Ultra-High-Pressure Cold Isostatic Pressing of Barium Titanate Ultrafine Particles

Abstract

In this paper, we discussed the effect of isostatic pressure on the green density and sintering properties of green compact of BaTiO3 ultrafine particles with stoichiometric composition, prepared by sol-gel method. Fine powder compacts were formed by high pressure cold isostatic pressing ranging from 0.05 to 0.90 GPa for 2 min. The particle diameter of fine powder, derived from Ba(OH)2 aqueous solution and titanium alkoxide, was controlled by calcination at 700°C for 2h.

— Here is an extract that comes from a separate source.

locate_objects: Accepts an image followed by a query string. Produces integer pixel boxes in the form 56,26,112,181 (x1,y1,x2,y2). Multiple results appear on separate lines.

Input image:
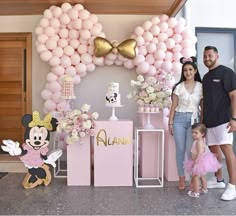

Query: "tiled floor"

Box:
0,164,236,215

Ultra-high isostatic pressure at 0.90 GPa led to closed packing green bodies of ultrafine BaTiO3 particles. The maximum density of 68% was reached in green compacts of BaTiO3 particles, which were calcined at 700°C and whose particle size increased to 59nm in diameter. On the other hand, in the case of as-dried BaTiO3 particles at 200°C, with no calcination and whose particle size was about 19nm in diameter, the relative density was almost equal to that of calcined particle after exposure to a relatively low isostatic pressure, ranging from 0.05 to 0.19 GPa. However, the relative density of as-dried powder compact was higher than that of calcined powder compacts by using isostatic pressure > 0.19 GPa, and the maximum density of green compact was 81% of theoretical by using a ultra-high isostatic pressure of 0.90 GPa. Densification of green compacts of as-dried BaTiO3 particles in the high-pressure range might mainly occur by viscous deformation at the contact points between ultrafine particles. Green compacts were sintered in the range 700 to 1100°C for 2h. Closely packed green compacts of BaTiO3 particles could be sintered to a density > 96% of theoretical at relatively low temperature.